It’s been a busy few months at Ubisecure with a number of presentations at various events throughout Europe – some of which are available on-demand on our Video Resources page. It is great to be at the events, hearing from other industry experts, meeting new people, and not least getting direct feedback from live audiences as you present.  

One of our core topics we’ve been presenting is getting great interest and engagement, and that is the notion of Identity Context.

What is Identity Context?

In business transactions, Identity Context helps to understand the parties involved in a transaction, including their roles, representative rights, responsibilities, and the nature of their engagement in a specific transaction.

Our work at Ubisecure is driven by our shared vision on the future of digital identity:

Combine a highly assured organisation identity with a strongly authenticated individual identity to show who you are, who you represent and the rights you have when representing them.

I’ve written in depth about highly assured organisation identity, and how the value of strongly authenticated individual identity is well known. However, it is the act of combining those two identity classes that gives actual context to the potential interaction and defines the rights of the individual. It is this resultant combined identity that defines the Identity Context and enables the presentation of an aggregated/generated set of rights that are appropriate in that context.

The Value of Context

We all use the value of Identity Context implicitly, often without realising it, but in those circumstances, it is almost always ‘manually’ or at best with administrative control.

In direct interactions we often add context automatically – consider introducing yourself to a new teacher at your child’s school: ‘Hi I’m X, mother/father of Y’. Adding the parental relationship immediately adds context to the interaction and context to your presented identity. Alternatively, it’s almost certain that the first slide of any presentation you have given has established your Identity Context with the audience by including your name and your job title.

The context allows bounds to be known in the scope of the interaction. Additionally, that context will define rights that the individual can assert because they are acting in that context.

The Complexity of Context

Identity Context has value, and we use it already. So, how complex can it be? In short, very complex.

Context is, well, contextual. For a given individual they will operate in many differing contexts at differing times; they may even operate in multiple contexts at the same time. When operating in multiple contexts these can be independent or combined.

Add to this that the rate of change of contexts can be high; either as demanded by external changes, or as demanded by the process itself. A great example of this is privilege application management, where best security practice calls for least privilege by default and shortest possible time of increased privilege. The broader context might not change for several hours, but within that there will be fast-moving point in time contexts (with associated rights) that need to take effect in real time.

The idea of fast-moving context actually meshes very well with the current ‘buzz’ around Zero Trust. Zero Trust is often described as ‘authenticate always, authenticate often’ but in implementation ‘authenticate’ becomes ‘authorise’, noting that you must be known (authenticated) to be authorised.

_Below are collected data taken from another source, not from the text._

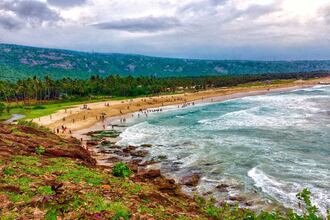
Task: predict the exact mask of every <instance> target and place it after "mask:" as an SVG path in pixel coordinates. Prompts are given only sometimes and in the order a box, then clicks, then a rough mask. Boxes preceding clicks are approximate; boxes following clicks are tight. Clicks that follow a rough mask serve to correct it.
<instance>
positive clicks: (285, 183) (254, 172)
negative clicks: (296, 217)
mask: <svg viewBox="0 0 330 220" xmlns="http://www.w3.org/2000/svg"><path fill="white" fill-rule="evenodd" d="M248 176H249V177H250V178H252V180H253V181H254V183H255V186H256V187H258V188H260V189H261V190H262V191H263V192H264V193H266V194H268V195H270V196H271V197H273V198H275V199H276V200H278V201H279V202H281V203H282V204H283V205H284V206H285V207H287V208H293V209H295V210H297V211H299V210H300V209H299V207H298V205H297V204H298V202H299V201H298V199H297V197H296V194H297V193H298V192H300V191H302V190H303V189H304V188H308V189H309V190H310V191H311V192H312V197H311V200H312V202H313V203H314V204H315V205H316V206H317V207H318V208H319V209H320V212H321V213H322V214H323V215H324V216H325V214H326V210H327V209H328V208H329V206H330V205H329V204H330V196H329V195H328V194H327V192H326V191H324V190H322V189H319V188H316V187H314V186H312V185H310V184H299V183H284V182H280V181H279V180H277V179H275V178H273V177H270V176H268V175H266V174H265V173H264V172H263V171H262V170H260V169H258V168H257V167H254V168H252V169H251V170H249V171H248Z"/></svg>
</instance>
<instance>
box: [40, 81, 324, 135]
mask: <svg viewBox="0 0 330 220" xmlns="http://www.w3.org/2000/svg"><path fill="white" fill-rule="evenodd" d="M321 81H322V82H330V77H327V78H322V79H313V80H307V81H303V80H297V81H294V82H287V83H282V84H269V85H262V86H253V87H243V86H239V87H238V86H237V87H229V88H217V89H209V90H205V91H200V92H191V93H182V94H175V95H161V96H153V97H143V98H134V99H126V100H122V101H108V102H97V103H90V104H87V106H85V107H87V109H86V108H83V105H79V106H74V107H72V108H69V109H63V110H60V111H58V112H56V113H54V114H52V115H48V116H44V117H41V118H37V119H34V122H37V123H39V124H41V125H43V126H46V127H48V128H50V129H52V130H54V131H55V132H56V131H57V129H59V131H60V132H59V135H61V136H74V137H77V138H80V137H82V136H81V135H82V134H84V133H87V132H89V131H93V130H100V129H104V128H106V127H107V125H108V124H109V123H111V122H112V121H113V120H115V119H117V120H118V119H120V118H121V119H124V118H125V119H126V118H130V117H132V113H134V112H139V111H141V110H143V111H144V110H147V109H150V108H162V107H164V106H170V105H182V104H186V103H193V102H194V103H200V102H219V101H224V100H228V99H233V98H240V97H245V96H253V95H262V94H267V93H272V92H280V91H288V90H293V89H299V88H304V87H311V86H315V85H317V84H318V83H319V82H321ZM135 117H136V116H135ZM62 126H63V127H66V128H67V129H66V131H65V132H63V133H62V129H61V128H62ZM70 132H71V133H70Z"/></svg>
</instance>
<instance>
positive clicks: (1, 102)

Authorising often allows for rights to be modified as time and context change.

The Risks of Context

Context defines rights, and often responsibilities. In the previous two examples the context was self-declared. Self-declaration is ‘efficient’, but also sits as the root cause for most fraudulent activities.

Referring back to our vision, discussed at the start of this blog, for a moment:

Combine a highly assured organisation identity with a strongly authenticated individual identity to show who you are, who you represent and the rights you have when representing them.

We talk about a highly assured organisation identity and a strongly authenticated individual identity – we actually get most value when that individual identity is highly assured as well. But there is a third item that needs to have an assurance level – the ‘combination’.

The combination is the linkage between the two identity types. In the examples above, we have Parent and Employee as the specific linkage.

The linkage can be self-declared, verbally – “I am the parent of” – which is a low assurance declaration and therefore, a low assurance combination. Alternatively, that linkage can be verified, for example through a birth certificate and passports.

The assurance level of the linkage directly affects the value of the Identity Context.

For a given eco-system, the assurance levels of identities and linkage will be defined by a Governance Framework. We see a great example of this in the vLEI eco-system (based on verifiable credentials), defined by the GLEIF and supported by Ubisecure. The assurance levels of the organisation, individual and the linkage between the two are prescribed along with process definitions that will, when executed, preserve that assurance level.

In summary…

Identity Context enables significant value – we have seen and talked about a Northern European Government case study (see below) that realised a 99% saving from establishing a highly assured Identity Context and then allowing that to be delegated.

Knowing ‘who you are’ is not sufficient, we need to know the rights you have for the given ‘interaction’.